Nas profundezas do oceano Pacífico, há metais preciosos cobiçados pela indústria,essenciais para a transição energética. Cientistas e ambientalistas alertam para os riscos da exploração num ecossistema frágil. Uma recente descoberta, o chamado "oxigénio escuro", reacendeu o debate, ao mesmo tempo que a ONU tenta finalizar um código de mineração submarina para regular esta atividade controversa.

"Oxigénio escuro": uma descoberta contestada

Existe um "oxigénio escuro" produzido por pedras metálicas nas profundezas do oceano? Em julho de 2024, a Associação Escocesa de Ciências Marinhas (SAMS) anunciou, num estudo publicado na revista Nature Geosciences. liderado pelo ecologista Andrew Sweetman,“uma descoberta em águas profundas que põe em causa as origens da vida”.

A descoberta entusiasma as organizações ambientalistas, que veem nela um argumento contra a mineração no fundo do mar.
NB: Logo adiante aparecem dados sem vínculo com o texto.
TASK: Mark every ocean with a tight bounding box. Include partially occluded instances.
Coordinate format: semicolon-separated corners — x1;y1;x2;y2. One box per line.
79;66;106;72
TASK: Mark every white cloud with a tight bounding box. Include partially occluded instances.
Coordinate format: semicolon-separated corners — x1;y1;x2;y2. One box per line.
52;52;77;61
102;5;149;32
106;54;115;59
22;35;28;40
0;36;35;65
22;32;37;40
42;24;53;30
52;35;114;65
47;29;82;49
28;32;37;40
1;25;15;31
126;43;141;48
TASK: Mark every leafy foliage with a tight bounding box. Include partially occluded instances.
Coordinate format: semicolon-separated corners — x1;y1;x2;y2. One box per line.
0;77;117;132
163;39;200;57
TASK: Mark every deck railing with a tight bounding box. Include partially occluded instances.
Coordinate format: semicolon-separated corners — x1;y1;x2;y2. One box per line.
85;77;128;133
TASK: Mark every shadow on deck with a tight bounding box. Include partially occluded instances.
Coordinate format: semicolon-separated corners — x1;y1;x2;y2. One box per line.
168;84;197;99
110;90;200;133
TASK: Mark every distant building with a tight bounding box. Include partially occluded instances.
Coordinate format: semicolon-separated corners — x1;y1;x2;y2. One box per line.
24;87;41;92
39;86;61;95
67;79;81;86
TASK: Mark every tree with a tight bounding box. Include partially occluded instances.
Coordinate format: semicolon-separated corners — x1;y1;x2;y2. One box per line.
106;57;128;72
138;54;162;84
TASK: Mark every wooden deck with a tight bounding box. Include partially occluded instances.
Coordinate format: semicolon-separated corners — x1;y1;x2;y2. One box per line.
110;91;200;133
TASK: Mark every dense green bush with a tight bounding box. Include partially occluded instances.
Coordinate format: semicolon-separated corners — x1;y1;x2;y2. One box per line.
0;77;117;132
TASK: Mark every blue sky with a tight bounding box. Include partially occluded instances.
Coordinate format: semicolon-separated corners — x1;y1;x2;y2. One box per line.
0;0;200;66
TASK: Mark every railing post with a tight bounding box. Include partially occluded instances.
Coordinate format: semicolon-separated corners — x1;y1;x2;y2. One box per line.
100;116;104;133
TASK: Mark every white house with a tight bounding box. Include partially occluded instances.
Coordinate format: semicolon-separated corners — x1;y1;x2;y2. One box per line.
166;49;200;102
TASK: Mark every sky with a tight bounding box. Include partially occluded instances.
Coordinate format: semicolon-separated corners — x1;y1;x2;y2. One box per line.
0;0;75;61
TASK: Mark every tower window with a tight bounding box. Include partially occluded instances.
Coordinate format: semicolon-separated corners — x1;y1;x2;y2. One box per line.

No entanto, a comunidade científica está longe de chegar a um consenso.

A equipa defende que, na escuridão do Oceano Pacífico, a 4 mil metros de profundidade, seixos ricos em metais geram eletricidade suficiente para provocar a eletrólise da água, libertando hidrogénio e oxigénio.

Se confirmada, a descoberta colocaria em causa a ideia tradicional da origem da vida, tornada possível graças à produção de oxigénio pela fotossíntese pelas cianobactérias, há 2,7 mil milhões de anos.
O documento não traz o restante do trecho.